Before you read this post, you should read the story of our first rupture for context. This is a list of things I learned when A was gone. We haven’t had chance to go over any of these – and it is a lot of random snippets – but it is my hope that after my wedding, and when things settle down, I’ll be able to go over some of this with her.
For now, it’s actually really helped to tell my story of that first rupture – its brought me emotionally closer to trusting A.
Things I’ve Learned
- connection doesn’t end because of separation
- needing someone else is scary. I need A, and that’s terrifying
- but depending on someone for healing is necessary
- expressing my feelings doesn’t always go well (or didn’t)
- I hate that I wish she was my Mom
- I feel safest when I am alone
- By not opening up to A, I’ll prevent her from leaving me
- The closer I get to painful feelings the more I want to run. But the more I want to run, the more I feel like I need to be ‘good’ and open up to A
- I don’t ask for things or try things unless I’m positive they will go my way. By not asking for what I need, I protect myself from ‘no’. By not trying, I protect myself from not being ‘good enough’
- This may take years
- ^ that sucks
- Will A stay for years?
- I feel very strongly I should have saved him/them. I should have fixed it.
- It’s terrifying to not be given a therapeutic direction or timeline
- But its good, because all I would think about is sticking to it and being perfect
- A goes where I lead her – and doesn’t lead me
- No matter what I bring A – sadness, grief, anger, fear, any and all volatile emotions – she is calm and meets me with unwavering acceptance. I don’t believe it, but its laid out in front of me every single week.

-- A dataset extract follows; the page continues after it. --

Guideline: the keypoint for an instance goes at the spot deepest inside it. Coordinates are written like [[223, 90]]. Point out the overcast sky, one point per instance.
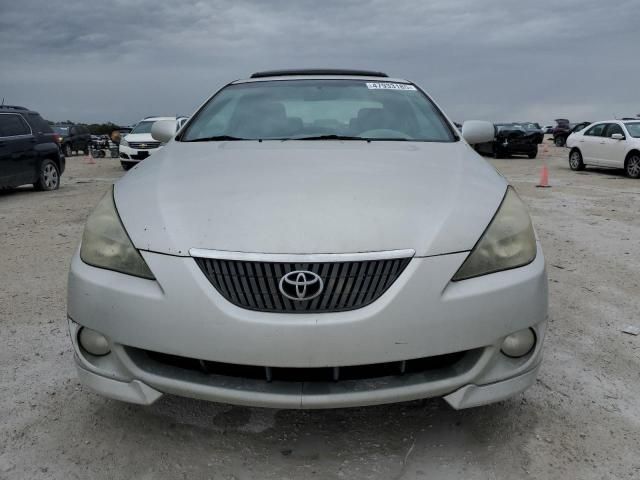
[[480, 59]]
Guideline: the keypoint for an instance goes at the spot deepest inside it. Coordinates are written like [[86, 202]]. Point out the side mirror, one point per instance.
[[478, 131], [163, 130]]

- Resolving childhood trauma feels like its going to kill you because when you experienced it, you literally did not have the physical resources to deal – so when you packed it away, the fear was packed away with it – and thats why it feels like death
- I don’t want to accept the nevers.
I’m never going to get the time back that I lost. I am never going to be able to undo the lies. I am never going to be able to completely fix this. I can never go back. I’m never going to have these needs met how I needed. I am never going to get what I need from my family of origin. They are not capable of it.
I understand, cognitively, most of the nevers. Just like I cognitively ‘trust’ A. But understanding or knowledge, or rational cognition, is different from acceptance and the emotional battle we take every single time we are in therapy.
Nobody ever told me my emotions were valid, before A did. And the things I need to do to heal – to move closer to A, to become vulnerable, to allow myself and my feelings, all of me, to be ‘seen’ – are the very things that I expect to hurt.
Maybe, maybe, my worth to A, isn’t dependent on being perfect. Maybe she loves me for me.